Federal investigators say Johnson Controls Inc. violated several workplace health regulations, exposing employees to higher-than-permissible levels of lead at the company's Springfield Township battery plant.
The Occupational Safety and Health Administration announced Tuesday it has levied a $188,600 fine against the Milwaukee auto parts supplier for 11 violations found during an Oct. 25 inspection of the plant. All 11 violations were deemed "serious" by OSHA.
Three were repeat violations, and one was marked willful, the most serious classification.
The willful violation was related to employees using push brooms and dustpans to clean workspaces at the end of their shifts. OSHA said that method exposes workers to higher levels of lead particles than the preferred method of vacuuming.
The repeat violations were for exposure to more lead than allowed by rule and for poor housekeeping that allowed lead particles to accumulate on surfaces.

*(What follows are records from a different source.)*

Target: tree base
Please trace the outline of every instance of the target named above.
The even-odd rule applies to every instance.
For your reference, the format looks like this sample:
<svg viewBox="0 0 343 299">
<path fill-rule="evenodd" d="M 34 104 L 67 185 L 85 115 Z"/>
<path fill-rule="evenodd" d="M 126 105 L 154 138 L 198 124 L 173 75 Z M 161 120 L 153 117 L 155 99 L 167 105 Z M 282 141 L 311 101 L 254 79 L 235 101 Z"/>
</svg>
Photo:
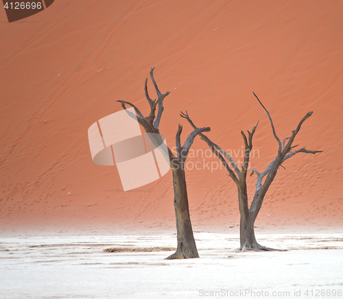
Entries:
<svg viewBox="0 0 343 299">
<path fill-rule="evenodd" d="M 257 242 L 256 244 L 250 245 L 250 244 L 245 244 L 243 248 L 239 248 L 241 252 L 244 252 L 246 250 L 252 250 L 252 251 L 287 251 L 285 250 L 282 249 L 275 249 L 270 248 L 269 247 L 262 246 L 259 244 Z"/>
<path fill-rule="evenodd" d="M 166 257 L 165 259 L 198 259 L 199 258 L 199 254 L 198 251 L 193 252 L 191 250 L 176 250 L 172 255 Z"/>
</svg>

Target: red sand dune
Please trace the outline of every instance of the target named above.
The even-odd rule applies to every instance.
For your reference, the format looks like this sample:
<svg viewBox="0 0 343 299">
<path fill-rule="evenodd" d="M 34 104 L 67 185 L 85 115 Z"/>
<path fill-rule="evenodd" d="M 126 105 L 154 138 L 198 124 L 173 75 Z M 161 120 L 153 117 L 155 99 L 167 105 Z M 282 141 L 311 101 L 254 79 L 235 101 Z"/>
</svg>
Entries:
<svg viewBox="0 0 343 299">
<path fill-rule="evenodd" d="M 171 171 L 124 192 L 116 167 L 94 164 L 88 143 L 88 127 L 121 109 L 116 100 L 147 112 L 150 67 L 161 91 L 171 91 L 160 127 L 169 145 L 178 123 L 183 141 L 191 130 L 180 110 L 236 153 L 241 130 L 259 120 L 257 170 L 277 143 L 252 91 L 281 139 L 313 110 L 296 144 L 324 152 L 285 163 L 256 224 L 342 227 L 342 1 L 306 0 L 56 1 L 11 23 L 0 9 L 1 231 L 174 228 Z M 192 150 L 207 147 L 198 138 Z M 202 161 L 198 156 L 187 160 Z M 237 231 L 237 190 L 226 171 L 187 176 L 194 230 Z"/>
</svg>

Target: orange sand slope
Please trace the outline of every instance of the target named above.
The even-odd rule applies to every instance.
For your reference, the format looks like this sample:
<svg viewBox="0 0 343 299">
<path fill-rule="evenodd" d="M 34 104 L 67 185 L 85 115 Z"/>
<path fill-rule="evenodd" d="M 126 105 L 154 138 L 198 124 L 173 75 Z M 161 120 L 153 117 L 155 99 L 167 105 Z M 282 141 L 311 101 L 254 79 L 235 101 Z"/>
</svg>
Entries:
<svg viewBox="0 0 343 299">
<path fill-rule="evenodd" d="M 171 91 L 160 127 L 169 146 L 178 123 L 183 141 L 191 131 L 178 116 L 187 110 L 241 160 L 240 131 L 259 120 L 251 162 L 260 171 L 277 143 L 252 91 L 281 140 L 313 110 L 296 144 L 324 152 L 285 163 L 257 226 L 342 226 L 342 14 L 341 1 L 305 0 L 59 1 L 12 23 L 0 10 L 2 231 L 174 227 L 171 171 L 124 192 L 117 167 L 94 164 L 88 142 L 92 123 L 121 109 L 116 100 L 147 112 L 150 67 Z M 236 227 L 235 186 L 211 169 L 217 160 L 203 141 L 192 149 L 187 161 L 204 168 L 187 171 L 194 229 Z"/>
</svg>

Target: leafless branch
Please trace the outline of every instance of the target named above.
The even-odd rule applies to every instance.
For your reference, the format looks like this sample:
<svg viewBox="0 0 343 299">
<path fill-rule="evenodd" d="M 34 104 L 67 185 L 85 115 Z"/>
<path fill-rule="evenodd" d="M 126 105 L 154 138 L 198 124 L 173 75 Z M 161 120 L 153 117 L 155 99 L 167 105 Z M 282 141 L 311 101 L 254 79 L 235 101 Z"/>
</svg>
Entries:
<svg viewBox="0 0 343 299">
<path fill-rule="evenodd" d="M 183 145 L 181 150 L 181 158 L 186 160 L 189 149 L 191 148 L 191 145 L 193 144 L 194 139 L 197 135 L 202 133 L 203 132 L 209 132 L 211 128 L 209 127 L 200 128 L 194 130 L 189 135 L 188 135 L 188 137 L 186 139 L 186 141 L 185 141 L 185 144 Z"/>
<path fill-rule="evenodd" d="M 300 129 L 301 128 L 301 125 L 303 125 L 303 123 L 306 121 L 311 115 L 312 115 L 313 112 L 310 111 L 307 113 L 307 115 L 300 121 L 298 126 L 296 127 L 296 129 L 294 130 L 294 131 L 292 132 L 292 136 L 289 138 L 289 141 L 287 143 L 287 145 L 285 147 L 284 149 L 284 152 L 283 154 L 285 155 L 287 154 L 290 150 L 291 150 L 291 147 L 292 144 L 293 143 L 293 141 L 294 141 L 294 139 L 296 138 L 296 134 L 298 133 L 300 131 Z"/>
<path fill-rule="evenodd" d="M 181 158 L 181 150 L 182 147 L 181 147 L 181 139 L 180 139 L 180 136 L 181 136 L 181 132 L 182 132 L 182 126 L 181 125 L 178 125 L 178 132 L 176 133 L 176 152 L 178 154 L 178 158 Z"/>
<path fill-rule="evenodd" d="M 283 146 L 282 146 L 282 149 L 283 150 L 285 150 L 285 142 L 286 141 L 286 140 L 287 139 L 289 139 L 291 137 L 286 137 L 283 139 Z"/>
<path fill-rule="evenodd" d="M 145 97 L 150 105 L 150 109 L 152 108 L 152 105 L 154 104 L 154 101 L 150 99 L 149 96 L 149 93 L 147 92 L 147 78 L 145 79 L 145 84 L 144 84 L 144 91 L 145 91 Z"/>
<path fill-rule="evenodd" d="M 187 111 L 186 111 L 186 113 L 180 112 L 180 116 L 184 119 L 186 119 L 194 130 L 197 129 L 196 125 L 192 121 L 192 120 L 189 117 L 189 115 L 188 115 L 188 113 Z M 212 152 L 213 154 L 215 154 L 220 158 L 220 160 L 221 160 L 222 163 L 224 165 L 225 168 L 228 171 L 228 167 L 230 168 L 230 167 L 228 165 L 227 165 L 225 159 L 222 156 L 220 156 L 218 154 L 223 155 L 225 158 L 226 158 L 228 160 L 231 167 L 235 170 L 235 171 L 237 174 L 238 177 L 239 177 L 241 176 L 241 171 L 239 170 L 239 169 L 237 167 L 237 166 L 235 163 L 235 161 L 233 160 L 232 157 L 226 154 L 226 152 L 222 147 L 220 147 L 219 145 L 217 145 L 214 142 L 213 142 L 211 140 L 210 140 L 206 136 L 204 135 L 203 134 L 200 134 L 200 136 L 201 136 L 201 139 L 202 140 L 204 140 L 209 145 L 209 147 L 212 150 Z M 215 151 L 217 152 L 215 152 Z M 237 180 L 237 178 L 236 178 L 236 180 Z"/>
<path fill-rule="evenodd" d="M 290 154 L 288 154 L 287 156 L 283 158 L 283 162 L 285 162 L 286 160 L 289 159 L 292 156 L 294 156 L 296 154 L 298 153 L 305 153 L 305 154 L 317 154 L 317 153 L 321 153 L 322 151 L 311 151 L 309 150 L 306 150 L 305 147 L 300 148 L 300 150 L 298 150 L 296 151 L 292 152 Z"/>
<path fill-rule="evenodd" d="M 131 104 L 131 103 L 129 103 L 128 101 L 119 101 L 119 103 L 121 103 L 121 107 L 123 107 L 124 109 L 126 109 L 126 106 L 125 106 L 125 104 L 128 104 L 128 105 L 130 105 L 131 107 L 133 107 L 134 109 L 134 111 L 136 111 L 136 113 L 138 115 L 138 116 L 141 118 L 141 119 L 143 119 L 144 117 L 143 116 L 143 115 L 141 113 L 141 111 L 139 111 L 139 109 L 136 107 L 133 104 Z"/>
</svg>

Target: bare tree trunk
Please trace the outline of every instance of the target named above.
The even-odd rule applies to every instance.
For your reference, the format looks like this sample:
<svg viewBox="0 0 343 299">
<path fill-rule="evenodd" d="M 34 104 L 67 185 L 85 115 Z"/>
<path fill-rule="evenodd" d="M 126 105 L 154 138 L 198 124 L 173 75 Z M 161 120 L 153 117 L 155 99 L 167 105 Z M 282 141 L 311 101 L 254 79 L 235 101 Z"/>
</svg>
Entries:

"Johnson Controls Battery Group has a responsibility to protect the health of its employees by assuring they operate in a manner to eliminate or minimize lead hazards and other hazardous substances used in the work environment," Denise Keller, assistant area director of OSHA's Toledo Area Office, said in a statement. "Employers who are cited for repeat violations demonstrate a lack of commitment to employee safety and health."
A Johnson Controls spokesman told The Blade in an e-mail that the company intends to appeal.
"It is our belief that the violations cited are not appropriate in light of the actual conditions at the plant and we are following OSHA's process to appeal," said Rebecca Fitzgerald, Johnson Controls' external communications director for power solutions.
"Johnson Controls is the market leader and global benchmark in environment, health, and safety performance in the automotive battery industry. We have a strong record of safety performance in this facility, with employee blood-lead levels below U.S. OSHA requirements. We hope to work with OSHA to resolve these issues as quickly as possible."
Johnson Controls has 15 days from OSHA's filing to pay the fine, request a conference with OSHA, or contest the findings. OSHA initiated the inspection based on a complaint. A spokesman said the agency does not release information on the nature or submission of complaints.
Other violations included failing to provide adequate equipment such as eye and face protection and flame-retardant clothing for employees working with molten lead and failing to assure that change rooms were equipped with separate storage facilities for street and work clothes, potentially contaminating workers' clothing with lead residue.
The plant employs more than 400 and builds lead-acid automotive batteries.